PARA EL CAMINO

  • El agua que cambia la vida

  • marzo 27, 2011
  • Dr. Leopoldo Sánchez
  • © 2025 Cristo Para Todas Las Naciones
  • TEXTO: Juan 4:27-30, 39-42
    Juan 4, Sermons: 2

  • Jesús prometió dar el Espíritu Santo, los ríos de agua viva, a todos aquellos que creyeran en él. El Hijo es aquel que entrega el Espíritu del Padre a la iglesia. No hay Espíritu sin Jesús.

  • Sin agua, morimos. El agua es vida. El agua es una poderosa imagen que Dios usa en su Palabra no sólo para describir su obra de crear y sostener la vida, sino también para describirse a sí mismo como la fuente de tal vida, tanto en este mundo como en el venidero. El agua nos dirige a las promesas de Dios, nos recuerda que Dios ha de cuidar de su creación, y que ha de renovarla al fin de los tiempos.
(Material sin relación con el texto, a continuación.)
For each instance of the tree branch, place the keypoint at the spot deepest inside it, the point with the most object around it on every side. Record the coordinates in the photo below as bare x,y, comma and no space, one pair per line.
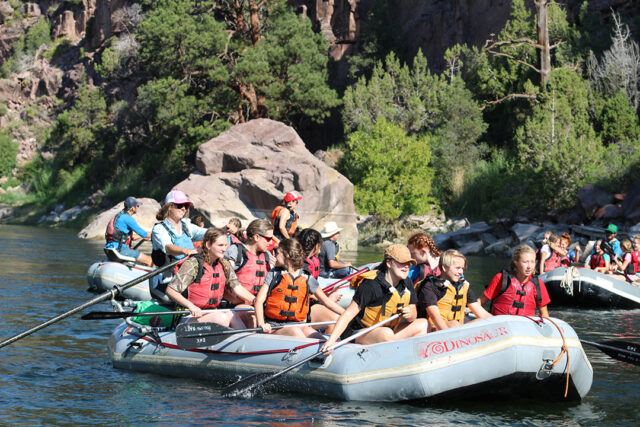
508,97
    En el libro de Génesis fluye un río de agua del Edén que riega el jardín de la primera creación. En la visión de la nueva creación del profeta Ezequiel (Ezequiel 47:1-12), el agua vivificante fluye del umbral del templo, que es el lugar de la presencia santísima de Dios. El agua que fluye del santuario del templo llega a ser como un río que hace que los árboles a ambos lados del mismo den su fruto abundante cada mes. Y al final de la Biblia, en los capítulos 21 y 22 del libro de Apocalipsis, el apóstol Juan nos comparte la visión de la nueva Jerusalén, de los nuevos cielos y la nueva tierra, donde ya no habrá necesidad de templo… porque la presencia misma de Dios Todopoderoso y su Cordero lo han reemplazado. Del trono de Dios y del Cordero fluye también aquel río del agua de la vida que bendice todo lo que toca en su camino. A cada lado del río de la nueva creación, restauración del antiguo Edén, los árboles dan su fruto cada mes, así como lo había dicho Ezequiel en tiempos del Antiguo Testamento.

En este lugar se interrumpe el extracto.